Kate Hinton
Leopard Tree
In Empowering Educators, inspiring Aussie educators share how they build and nurture entrepreneurial mindsets in schools and classrooms. Here we ask Kate Hinton from Leopard Tree, about her inspiration and how she creates creating authentic and connected learning experiences.
Q1: Could you give us three words that describe your life as an educator?
Meaning, energy and agile.
Q2. What is the most important skill for young people to learn at school? What’s one way that educators (and/or caregivers) can explicitly build this skill?
I believe the most important skill for children to learn is self-awareness. This drives their ability to connect with self and others, identifies and powers their passions and strengths, and breeds positivity through mood, attitudes, and behaviours, which impact learning.
Educators could create environments that provide opportunities for insightful thinking and that are conducive to exploring possibilities with minimal limitations. A space where skills for critical thinking, intuition and collective efficacy are encouraged. Helping children to make mental maps through divergent thinking so they feel supported in speaking up, have a sense of belonging and see mistakes as a step towards success.
Q3: What’s one of the best learning experiences you’ve ever delivered (or seen being delivered)?
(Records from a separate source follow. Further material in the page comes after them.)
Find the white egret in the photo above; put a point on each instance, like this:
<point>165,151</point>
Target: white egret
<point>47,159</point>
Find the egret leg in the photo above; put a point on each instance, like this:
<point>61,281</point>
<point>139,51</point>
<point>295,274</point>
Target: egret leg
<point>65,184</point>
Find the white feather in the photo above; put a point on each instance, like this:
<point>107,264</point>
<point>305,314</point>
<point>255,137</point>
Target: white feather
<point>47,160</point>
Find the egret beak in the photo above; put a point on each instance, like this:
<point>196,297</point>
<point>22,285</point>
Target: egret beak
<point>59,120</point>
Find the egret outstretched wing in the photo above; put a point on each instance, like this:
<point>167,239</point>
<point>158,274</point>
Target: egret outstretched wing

I am becoming more familiar with Hey Startup in their work with schools to support students to be changemakers. Students learn the entrepreneurial skillsets alongside the Australian Curriculum to enhance creativity, innovation and thinking. They have built capacity in their business to provide direct support for teachers and students through a model that scaffolds learning and gently releases them out into their own business. Students progress can be tracked and form evidence in their data collections. Schools have the opportunity to generate their own marketplace as a showcase, and in some cases are able to construct business processes for longevity in their community.
Q4. One thing all teachers and school leaders wish for is more time. Can you suggest one ‘productivity hack’ to save teachers time?
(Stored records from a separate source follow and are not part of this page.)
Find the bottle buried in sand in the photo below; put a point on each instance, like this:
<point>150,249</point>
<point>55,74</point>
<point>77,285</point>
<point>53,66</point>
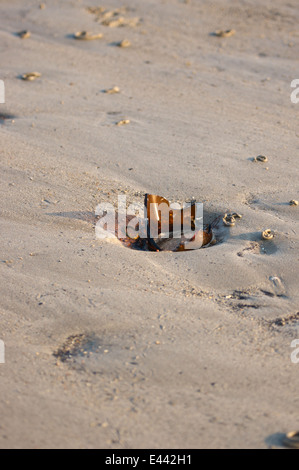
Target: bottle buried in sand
<point>163,227</point>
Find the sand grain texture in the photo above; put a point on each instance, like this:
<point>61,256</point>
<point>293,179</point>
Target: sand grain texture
<point>162,350</point>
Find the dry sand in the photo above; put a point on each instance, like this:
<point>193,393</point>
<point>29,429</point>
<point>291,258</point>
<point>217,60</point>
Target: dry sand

Teaching is a 24 hour gig and we need to identify our priorities, and then prioritise our priorities!
Being intentional with short-term ‘to do lists’ is a hack I use with teachers often. Eisenhower’s Matrix is excellent for highlighting what needs to be done now, needs planning for, can be outsourced/minimalised, or eliminated. If it’s not urgent but important, then this enables teachers to recognise that time should be spent here the most.
Also, a simple trick is put a sign on the door, ‘I am in deep work time’ and not to be disturbed.
If we aren’t switched on, then we tend to work in shallows instead of the deep more often which is less productive.
Q5: What’s one book, website or podcast you’d recommend to educators keen to build the entrepreneurial mindsets of their students?
I am always drawn to ‘Who Moved My Cheese?’ as it identifies growth and fixed mindsets and how these impact future opportunities for individuals and teams.
Explicit teaching of these mindsets along with aspects of Visible Learning by John Hattie, particularly the learning pit, can assist students to recognise that challenges and enable them to set goals, attempt new strategies, participate in divergent thinking, and to use critical and creative skills as taught through the General Capabilities.
Another oldie but a goodie is the late Ken Robinson’s ‘Finding your Element’. Nurturing all students to be equipped with self-awareness, naming their strengths and passions, and engaging in a growth mindset toward problem solving and new generating ideas, sets them up for success to follow pathways full of wild possibilities.
Meet this week’s Empowering Educator, Kate Hinton.
Kate is an educator energised through supporting people to be engaged, motivated and to thrive in their role. With two decades of teaching experience, Kate has collaborated with students, teachers, leadership and executive members on new initiatives, coaching, mentoring, providing feedback and supporting career progression and wellbeing. Kate has worked across international and local school communities of poverty, non-English speaking backgrounds, rural and indigenous communities. She advocates for the marginalised and disadvantaged, finding ways to influence change and create equitable and fair learning environments for all.
Kate’s studies in the neuroscience of leadership inform her focus on performance, positive relationships and building leadership capacity at any stage of a career. Kate is an engaging facilitator and presenter who empowers adults to reflect and take action with intention.